Os demônios segundo o Espiritismo – O Céu e o Inferno

20 — Segundo o Espiritismo, nem os anjos nem os demônios são seres à parte: a criação dos seres inteligentes é una. Ligados a corpos materiais, esses seres constituem a humanidade que povoa a Terra e os outros planetas habitados; sem esses corpos, constitui o mundo espiritual ou dos Espíritos, que povoam os espaços. Deus os criou perfectíveis, dando-lhes por objetivo a perfeição com uma consequente felicidade, mas não lhes deu a perfeição. Deus quis que eles devessem a perfeição ao seu esforço pessoal, a fim de que tivessem o seu próprio mérito. Desde o instante da sua formação eles começam a progredir, seja através da encarnação, seja no estado espiritual. Chegados ao apogeu, tornam-se Espíritos puros ou anjos, segundo a denominação vulgar. Dessa maneira, desde o embrião do ser inteligente até o anjo, há uma cadeia contínua em que cada elo representa um grau de progresso.

Disso resulta que existem espíritos em todos os graus de adiantamento moral e intelectual, segundo os quais eles se encontram no alto, em baixo ou no meio da escala. Há espíritos, portanto, em todos os graus de saber e de ignorância, de bondade e de maldade. Nas camadas inferiores há os que são ainda profundamente inclinados ao mal e nele se comprazem. Podem chamá-los demônios, se o quiserem porque são capazes de todas as maldades atribuídas a estes. Se o Espiritismo não lhes dá esse nome é para não ligá-los à ideia de seres distintos da humanidade, de uma natureza essencialmente perversa, destinada eternamente ao mal e incapazes de progredir para o bem.

21 — Segundo a doutrina da Igreja, os demônios foram criados bons e se tornaram maus por sua desobediência: são os anjos decaídos, que tentaram colocar-se em lugar de Deus no alto da escala e dela caíram. Segundo o Espiritismo, são espíritos imperfeitos mas que terão de melhorar-se; encontram-se ainda embaixo da escala, mas subirão.
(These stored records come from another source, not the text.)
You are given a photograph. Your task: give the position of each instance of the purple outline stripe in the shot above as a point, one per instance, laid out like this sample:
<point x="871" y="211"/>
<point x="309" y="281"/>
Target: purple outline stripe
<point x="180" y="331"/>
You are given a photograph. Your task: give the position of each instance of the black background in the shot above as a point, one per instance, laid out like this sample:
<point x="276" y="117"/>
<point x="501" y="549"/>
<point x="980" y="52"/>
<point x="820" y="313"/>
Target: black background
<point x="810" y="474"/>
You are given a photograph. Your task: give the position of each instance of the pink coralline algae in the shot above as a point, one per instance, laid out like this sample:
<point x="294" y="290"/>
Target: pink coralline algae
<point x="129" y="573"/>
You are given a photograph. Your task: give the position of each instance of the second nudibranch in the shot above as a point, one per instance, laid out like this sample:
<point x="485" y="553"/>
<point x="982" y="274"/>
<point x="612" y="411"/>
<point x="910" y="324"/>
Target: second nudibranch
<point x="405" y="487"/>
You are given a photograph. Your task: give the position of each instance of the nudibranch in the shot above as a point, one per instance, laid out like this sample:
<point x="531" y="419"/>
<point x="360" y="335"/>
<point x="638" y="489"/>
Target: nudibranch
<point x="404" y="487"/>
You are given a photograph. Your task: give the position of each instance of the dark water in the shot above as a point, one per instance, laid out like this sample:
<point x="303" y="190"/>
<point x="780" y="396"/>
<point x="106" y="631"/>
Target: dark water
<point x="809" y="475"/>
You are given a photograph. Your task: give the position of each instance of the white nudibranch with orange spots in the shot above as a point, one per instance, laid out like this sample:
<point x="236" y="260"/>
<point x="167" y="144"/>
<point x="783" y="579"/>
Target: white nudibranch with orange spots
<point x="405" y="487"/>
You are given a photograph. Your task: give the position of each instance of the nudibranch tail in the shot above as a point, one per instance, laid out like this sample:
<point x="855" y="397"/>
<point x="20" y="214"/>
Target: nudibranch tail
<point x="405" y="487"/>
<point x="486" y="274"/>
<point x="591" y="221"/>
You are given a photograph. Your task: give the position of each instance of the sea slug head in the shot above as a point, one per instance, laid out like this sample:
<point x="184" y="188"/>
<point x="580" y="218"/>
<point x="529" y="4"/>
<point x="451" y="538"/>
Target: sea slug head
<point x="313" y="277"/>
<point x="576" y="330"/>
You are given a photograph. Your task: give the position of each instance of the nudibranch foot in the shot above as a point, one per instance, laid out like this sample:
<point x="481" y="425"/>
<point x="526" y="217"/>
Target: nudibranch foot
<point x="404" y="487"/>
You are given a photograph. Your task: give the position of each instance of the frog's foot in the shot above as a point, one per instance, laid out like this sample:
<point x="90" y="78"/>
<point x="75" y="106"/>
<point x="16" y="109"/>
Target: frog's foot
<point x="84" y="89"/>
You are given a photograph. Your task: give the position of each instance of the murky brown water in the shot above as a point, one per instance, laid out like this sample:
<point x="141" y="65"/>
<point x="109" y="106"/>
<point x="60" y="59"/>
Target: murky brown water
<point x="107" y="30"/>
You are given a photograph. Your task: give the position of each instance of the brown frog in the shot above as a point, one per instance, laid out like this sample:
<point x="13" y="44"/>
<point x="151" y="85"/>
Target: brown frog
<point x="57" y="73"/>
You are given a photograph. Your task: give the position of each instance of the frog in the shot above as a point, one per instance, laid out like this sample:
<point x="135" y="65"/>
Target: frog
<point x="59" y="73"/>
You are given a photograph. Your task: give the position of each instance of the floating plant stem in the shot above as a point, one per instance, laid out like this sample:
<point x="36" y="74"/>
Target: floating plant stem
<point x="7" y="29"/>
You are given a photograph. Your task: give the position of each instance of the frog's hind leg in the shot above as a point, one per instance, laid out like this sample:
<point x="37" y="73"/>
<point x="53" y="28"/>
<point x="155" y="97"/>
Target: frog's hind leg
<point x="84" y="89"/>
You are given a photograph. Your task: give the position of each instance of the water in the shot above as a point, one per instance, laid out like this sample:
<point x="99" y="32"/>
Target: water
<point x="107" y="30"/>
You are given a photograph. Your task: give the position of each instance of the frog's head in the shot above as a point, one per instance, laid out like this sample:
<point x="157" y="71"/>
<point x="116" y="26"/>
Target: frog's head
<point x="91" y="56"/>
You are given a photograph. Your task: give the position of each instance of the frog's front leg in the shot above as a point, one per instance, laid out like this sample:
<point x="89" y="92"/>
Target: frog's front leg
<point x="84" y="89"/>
Os que, por sua apatia, sua negligência, sua obstinação e má vontade permanecem por mais tempo nos planos inferiores, sofrem as consequências dessa situação e o hábito do mal lhes torna mais difícil saírem dali. Mas chega o tempo em que se cansam dessa existência penosa e dos sofrimentos que nela enfrentam. É então que, comparando sua situação à dos bons Espíritos, compreendem que o seu interesse está na prática do bem e procuram melhorar-se. Mas o fazem de sua própria vontade, sem serem constrangidos a isso.
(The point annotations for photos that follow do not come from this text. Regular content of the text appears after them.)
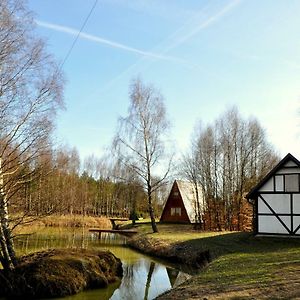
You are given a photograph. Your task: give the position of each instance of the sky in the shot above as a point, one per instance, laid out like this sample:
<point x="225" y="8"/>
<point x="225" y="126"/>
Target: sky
<point x="204" y="56"/>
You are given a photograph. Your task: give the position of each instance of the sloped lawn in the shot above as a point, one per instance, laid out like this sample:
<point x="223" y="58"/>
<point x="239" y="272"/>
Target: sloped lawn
<point x="242" y="267"/>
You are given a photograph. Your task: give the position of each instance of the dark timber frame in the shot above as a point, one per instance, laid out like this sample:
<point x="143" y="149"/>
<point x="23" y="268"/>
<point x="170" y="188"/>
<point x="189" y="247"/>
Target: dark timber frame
<point x="256" y="195"/>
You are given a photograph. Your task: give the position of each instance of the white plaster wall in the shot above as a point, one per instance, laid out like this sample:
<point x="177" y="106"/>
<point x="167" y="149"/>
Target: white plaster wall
<point x="288" y="171"/>
<point x="296" y="203"/>
<point x="279" y="183"/>
<point x="268" y="186"/>
<point x="296" y="224"/>
<point x="270" y="224"/>
<point x="280" y="203"/>
<point x="290" y="164"/>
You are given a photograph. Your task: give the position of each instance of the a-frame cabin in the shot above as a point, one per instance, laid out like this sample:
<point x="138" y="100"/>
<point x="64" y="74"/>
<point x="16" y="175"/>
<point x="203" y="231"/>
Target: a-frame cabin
<point x="276" y="200"/>
<point x="180" y="206"/>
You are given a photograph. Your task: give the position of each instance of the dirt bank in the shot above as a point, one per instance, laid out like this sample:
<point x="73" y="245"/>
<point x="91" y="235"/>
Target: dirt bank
<point x="176" y="253"/>
<point x="242" y="266"/>
<point x="56" y="273"/>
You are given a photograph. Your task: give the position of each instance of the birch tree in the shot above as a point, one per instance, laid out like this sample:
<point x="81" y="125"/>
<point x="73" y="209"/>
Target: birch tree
<point x="30" y="94"/>
<point x="140" y="139"/>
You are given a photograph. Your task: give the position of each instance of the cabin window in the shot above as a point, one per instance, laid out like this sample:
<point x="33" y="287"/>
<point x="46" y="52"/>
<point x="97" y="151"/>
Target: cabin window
<point x="291" y="183"/>
<point x="175" y="211"/>
<point x="279" y="183"/>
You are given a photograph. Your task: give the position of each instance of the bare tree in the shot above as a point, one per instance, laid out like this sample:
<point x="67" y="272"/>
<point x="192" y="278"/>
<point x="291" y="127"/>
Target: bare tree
<point x="226" y="159"/>
<point x="140" y="139"/>
<point x="30" y="94"/>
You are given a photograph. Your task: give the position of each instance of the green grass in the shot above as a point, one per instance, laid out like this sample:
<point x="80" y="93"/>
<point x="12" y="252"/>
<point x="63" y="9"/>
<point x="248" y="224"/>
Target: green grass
<point x="240" y="260"/>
Eles estão submetidos à lei do progresso em virtude da sua própria aptidão para progredir, mas não podem progredir contra a sua própria vontade. Deus lhes concede incessantemente os meios de progredir, mas eles são livres de os aproveitar ou não. Se o progresso fosse obrigatório, eles não teriam mérito algum, e Deus quer que eles tenham o mérito de seus esforços. Ele não eleva ninguém por meio de privilégio, mas o primeiro lugar está sempre aberto a todos e ninguém chega a ele sem os próprios esforços. Os anjos mais elevados conquistaram o seu grau como os outros, passando pela rota comum.
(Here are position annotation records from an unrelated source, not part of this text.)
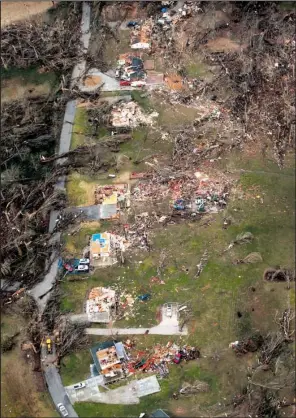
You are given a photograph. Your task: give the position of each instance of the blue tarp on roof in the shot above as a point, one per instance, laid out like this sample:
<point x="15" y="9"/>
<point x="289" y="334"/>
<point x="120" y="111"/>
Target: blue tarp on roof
<point x="96" y="237"/>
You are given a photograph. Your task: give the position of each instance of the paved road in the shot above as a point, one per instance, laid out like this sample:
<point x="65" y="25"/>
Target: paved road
<point x="51" y="374"/>
<point x="66" y="134"/>
<point x="158" y="330"/>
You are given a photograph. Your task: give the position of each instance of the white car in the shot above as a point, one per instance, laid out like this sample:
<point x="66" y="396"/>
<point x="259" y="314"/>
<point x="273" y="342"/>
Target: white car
<point x="62" y="410"/>
<point x="82" y="267"/>
<point x="79" y="386"/>
<point x="84" y="261"/>
<point x="169" y="311"/>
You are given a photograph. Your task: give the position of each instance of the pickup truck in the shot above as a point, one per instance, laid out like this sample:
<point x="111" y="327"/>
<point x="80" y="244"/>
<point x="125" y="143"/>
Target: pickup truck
<point x="62" y="410"/>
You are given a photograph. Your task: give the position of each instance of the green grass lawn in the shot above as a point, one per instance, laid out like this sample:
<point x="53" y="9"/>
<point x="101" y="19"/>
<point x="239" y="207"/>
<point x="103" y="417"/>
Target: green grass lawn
<point x="29" y="76"/>
<point x="215" y="297"/>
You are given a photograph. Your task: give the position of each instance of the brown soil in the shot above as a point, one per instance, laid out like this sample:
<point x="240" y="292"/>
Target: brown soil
<point x="174" y="82"/>
<point x="223" y="45"/>
<point x="92" y="81"/>
<point x="14" y="11"/>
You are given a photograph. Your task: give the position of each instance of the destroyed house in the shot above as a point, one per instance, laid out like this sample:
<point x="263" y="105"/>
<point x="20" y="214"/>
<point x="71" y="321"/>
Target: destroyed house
<point x="109" y="358"/>
<point x="99" y="305"/>
<point x="104" y="249"/>
<point x="159" y="413"/>
<point x="110" y="199"/>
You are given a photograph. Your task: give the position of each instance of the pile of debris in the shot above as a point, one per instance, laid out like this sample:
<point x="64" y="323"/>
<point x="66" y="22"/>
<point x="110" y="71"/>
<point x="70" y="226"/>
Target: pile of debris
<point x="160" y="357"/>
<point x="130" y="71"/>
<point x="101" y="304"/>
<point x="130" y="115"/>
<point x="107" y="249"/>
<point x="196" y="193"/>
<point x="141" y="35"/>
<point x="279" y="275"/>
<point x="251" y="344"/>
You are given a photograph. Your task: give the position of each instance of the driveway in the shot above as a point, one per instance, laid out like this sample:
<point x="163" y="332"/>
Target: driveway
<point x="57" y="390"/>
<point x="169" y="325"/>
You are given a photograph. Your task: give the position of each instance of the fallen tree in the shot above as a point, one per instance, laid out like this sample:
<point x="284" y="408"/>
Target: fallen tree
<point x="52" y="47"/>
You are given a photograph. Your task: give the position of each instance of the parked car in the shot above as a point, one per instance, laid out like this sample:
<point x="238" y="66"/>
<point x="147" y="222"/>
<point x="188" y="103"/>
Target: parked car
<point x="125" y="83"/>
<point x="62" y="410"/>
<point x="49" y="346"/>
<point x="79" y="386"/>
<point x="138" y="83"/>
<point x="131" y="24"/>
<point x="84" y="261"/>
<point x="177" y="358"/>
<point x="169" y="310"/>
<point x="82" y="268"/>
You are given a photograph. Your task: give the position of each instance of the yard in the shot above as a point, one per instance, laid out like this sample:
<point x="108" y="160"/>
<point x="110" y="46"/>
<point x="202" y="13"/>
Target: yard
<point x="221" y="291"/>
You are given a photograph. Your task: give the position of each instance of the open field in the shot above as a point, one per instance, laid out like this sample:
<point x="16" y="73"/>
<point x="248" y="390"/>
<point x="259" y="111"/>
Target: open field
<point x="21" y="84"/>
<point x="23" y="392"/>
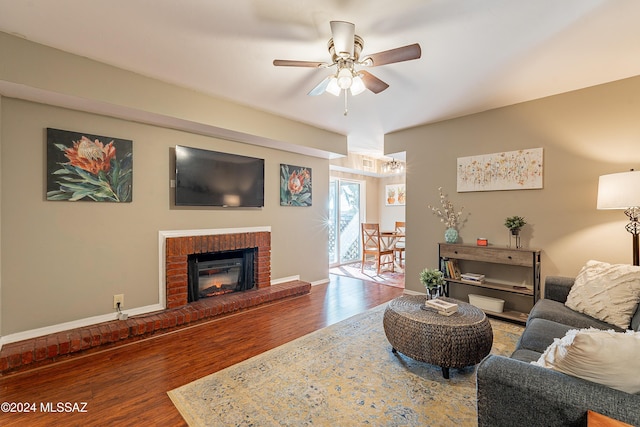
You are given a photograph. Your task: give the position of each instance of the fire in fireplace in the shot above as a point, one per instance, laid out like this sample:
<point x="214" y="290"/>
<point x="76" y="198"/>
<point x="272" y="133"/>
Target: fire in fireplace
<point x="218" y="273"/>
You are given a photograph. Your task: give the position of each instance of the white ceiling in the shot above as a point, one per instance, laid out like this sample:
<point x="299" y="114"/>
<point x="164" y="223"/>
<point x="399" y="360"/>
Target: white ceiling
<point x="476" y="54"/>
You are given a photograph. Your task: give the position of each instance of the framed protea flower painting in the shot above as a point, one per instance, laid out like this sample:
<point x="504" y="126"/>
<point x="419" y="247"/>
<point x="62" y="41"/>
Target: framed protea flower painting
<point x="295" y="185"/>
<point x="85" y="167"/>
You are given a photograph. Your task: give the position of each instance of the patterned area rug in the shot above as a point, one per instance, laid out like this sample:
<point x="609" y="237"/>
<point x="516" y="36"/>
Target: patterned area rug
<point x="391" y="278"/>
<point x="341" y="375"/>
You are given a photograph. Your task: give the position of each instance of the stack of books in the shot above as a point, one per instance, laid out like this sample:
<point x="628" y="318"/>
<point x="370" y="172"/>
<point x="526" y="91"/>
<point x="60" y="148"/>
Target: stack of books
<point x="449" y="268"/>
<point x="472" y="277"/>
<point x="443" y="307"/>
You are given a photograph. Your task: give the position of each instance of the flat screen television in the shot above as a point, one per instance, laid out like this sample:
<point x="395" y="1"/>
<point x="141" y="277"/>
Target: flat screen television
<point x="211" y="178"/>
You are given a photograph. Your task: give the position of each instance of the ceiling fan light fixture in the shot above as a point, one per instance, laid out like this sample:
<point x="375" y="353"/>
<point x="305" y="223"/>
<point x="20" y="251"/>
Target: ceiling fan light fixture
<point x="357" y="86"/>
<point x="392" y="166"/>
<point x="333" y="87"/>
<point x="345" y="78"/>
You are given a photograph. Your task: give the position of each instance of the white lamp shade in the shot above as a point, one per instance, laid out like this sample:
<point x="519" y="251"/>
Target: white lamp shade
<point x="357" y="87"/>
<point x="345" y="78"/>
<point x="333" y="87"/>
<point x="619" y="190"/>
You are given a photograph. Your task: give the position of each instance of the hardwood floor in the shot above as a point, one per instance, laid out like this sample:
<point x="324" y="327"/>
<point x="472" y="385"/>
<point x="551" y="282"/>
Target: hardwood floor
<point x="127" y="385"/>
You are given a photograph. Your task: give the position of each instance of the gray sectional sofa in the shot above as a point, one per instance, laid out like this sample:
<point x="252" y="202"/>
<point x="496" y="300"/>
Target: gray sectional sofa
<point x="513" y="392"/>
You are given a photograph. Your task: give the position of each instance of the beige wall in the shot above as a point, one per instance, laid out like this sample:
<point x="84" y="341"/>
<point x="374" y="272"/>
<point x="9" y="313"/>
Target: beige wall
<point x="584" y="134"/>
<point x="64" y="261"/>
<point x="372" y="185"/>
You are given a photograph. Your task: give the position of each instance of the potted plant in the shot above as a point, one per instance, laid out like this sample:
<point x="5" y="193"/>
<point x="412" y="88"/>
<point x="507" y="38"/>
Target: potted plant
<point x="433" y="281"/>
<point x="514" y="224"/>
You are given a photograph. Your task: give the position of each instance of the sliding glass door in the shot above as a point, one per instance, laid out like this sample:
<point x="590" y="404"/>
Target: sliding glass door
<point x="346" y="202"/>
22 — Chegados a um certo grau de evolução, os Espíritos recebem missões que estão em relação com seu adiantamento. Cumprem todas aquelas que são atribuídas aos anjos das diversas ordens. Como Deus tem sempre criado, desde toda a eternidade, também de toda a eternidade se encontram espíritos em condições de satisfazer a todas as necessidades do governo universal. Uma só espécie de seres inteligentes, submetidos à lei do progresso, é pois suficiente. Essa unidade da criação, tendo todos o mesmo ponto de partida, o mesmo caminho a seguir e elevando-se pelo seu mérito, corresponde bem melhor à justiça de Deus que a criação de espécies diferentes, mais ou menos favorecidas de dons naturais que representariam outros tantos privilégios.

23 — A doutrina vulgar sobre a natureza dos anjos, dos demônios e das almas, não admitindo a lei do progresso e considerando os seres, não obstante, em diversos graus, nos leva à conclusão de que eles são o produto de diversas criações especiais. Ela faz assim, de Deus, um Pai parcial, concedendo tudo a alguns de seus filhos, enquanto impõe a outros o mais rude trabalho.

Não é de se admirar que durante muito tempo os homens nada tenham visto de chocante nessas preferências, pois que eles também procediam assim com seus próprios filhos através do direito da primogenitura e dos privilégios de nascença. Poderiam eles pensar que erravam mais do que Deus? Mas hoje as ideias se ampliaram e eles veem as coisas com mais clareza, têm noções mais precisas de justiça e as desejam para si mesmos. Se não encontram sempre essa justiça na Terra, esperam pelo menos encontrá-la no céu. Eis porque toda doutrina cuja justiça divina não lhes seja apresentada na sua maior pureza repugna-lhes a razão (40).

NOTA:

(40) Não houve modificações fundamentais na Teologia Católica no tocante a essas questões. Se Teilhar de Chardin admite, na sua revolução teológica, que a alma condenada fica em tempo de espera, não é expulsa do “pleroma”, o mesmo não acontece na doutrina oficial. O Catecismo Holandês avançou um pouco, mas o parecer da Comissão Cardinalícia, assinado por Monsenhor Mascarenhas Roxo, é taxativo a respeito: “Em resumo as almas que não necessitam de purificação entram na posse imediata da vida eterna, como presença “face a face” com a trindade (a visão beatífica). Aquelas que necessitam de purificação devem cumpri-la no purgatório. As que são afetadas por pecado grave ou mortal sofrem imediatamente a condenação eterna do inferno.” — O relator acentua que o Catecismo não nega nem põe em dúvida “nada disso”, mas adverte que “a ressurreição final será no fim da História”, o que vale dizer, no fim do mundo, quando se dará a “parusia ou segunda vinda do Senhor”. Porque isso o Catecismo pôs em dúvida. A crítica de Kardec, portanto, permanece válida. (N. do T.)